Светлана часто думала, что при таком раскладе Рай и Ад уже давно должны были быть переполнены, как возвышенными, так и падшими душами.
Сергей смотрел на вещи проще. Он знал, что Земля расширяется, и грешники усиливают её внутреннюю энергию, а выбираясь наружу в виде нефти и газа, золота и алмазов, не дают пропасть и праведникам. Золотой телец или Князь мира сего энергией грешников пополняет свои запасы, стирая их бесполезные "души" в "полезные ископаемые".

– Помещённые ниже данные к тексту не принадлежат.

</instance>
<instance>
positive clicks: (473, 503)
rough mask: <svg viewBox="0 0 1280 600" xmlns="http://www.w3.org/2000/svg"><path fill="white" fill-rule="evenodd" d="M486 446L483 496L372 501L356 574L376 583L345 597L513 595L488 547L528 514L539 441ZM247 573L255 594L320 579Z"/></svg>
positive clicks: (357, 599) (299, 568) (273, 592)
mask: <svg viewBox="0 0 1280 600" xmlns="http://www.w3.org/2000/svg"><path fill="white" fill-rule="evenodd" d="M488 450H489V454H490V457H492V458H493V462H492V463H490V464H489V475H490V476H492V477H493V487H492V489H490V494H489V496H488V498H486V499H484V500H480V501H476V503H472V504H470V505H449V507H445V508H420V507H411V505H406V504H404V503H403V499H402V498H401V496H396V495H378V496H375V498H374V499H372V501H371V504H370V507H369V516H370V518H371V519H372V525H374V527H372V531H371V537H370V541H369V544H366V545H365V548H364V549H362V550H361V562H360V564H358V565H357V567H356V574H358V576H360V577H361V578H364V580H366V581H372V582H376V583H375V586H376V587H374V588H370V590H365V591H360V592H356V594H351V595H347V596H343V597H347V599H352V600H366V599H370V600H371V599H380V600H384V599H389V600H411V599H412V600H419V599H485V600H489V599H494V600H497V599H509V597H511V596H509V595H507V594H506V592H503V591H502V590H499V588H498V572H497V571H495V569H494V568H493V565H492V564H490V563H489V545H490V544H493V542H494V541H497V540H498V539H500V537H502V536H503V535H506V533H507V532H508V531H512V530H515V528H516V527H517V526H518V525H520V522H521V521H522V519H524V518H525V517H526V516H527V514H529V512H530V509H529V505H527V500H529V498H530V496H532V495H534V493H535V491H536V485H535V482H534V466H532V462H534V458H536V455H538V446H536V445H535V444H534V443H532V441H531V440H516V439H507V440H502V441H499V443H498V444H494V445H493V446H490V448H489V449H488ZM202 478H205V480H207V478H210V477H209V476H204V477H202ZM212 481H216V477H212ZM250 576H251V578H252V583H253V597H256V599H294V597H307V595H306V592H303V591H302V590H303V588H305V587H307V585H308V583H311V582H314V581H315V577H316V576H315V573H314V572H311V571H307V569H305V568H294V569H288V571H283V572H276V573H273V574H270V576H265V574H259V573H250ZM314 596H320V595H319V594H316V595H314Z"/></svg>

Расширяется и Вселенная, вбирая в себя Души праведников. Но кто такие праведники на Земле? Именно здесь коренился вопрос: "Быть или не быть?". Стать "полезным ископаемым" и послужить энергией для чьего–либо блага: кого - то согреть, кого–то сделать богатым, а потом будучи вновь замеченным Богом, всё начать сначала, вновь став человеком. Но согрел не того или сделал богатым не того, и вновь возвратился в "полезные ископаемые", и так бесконечно.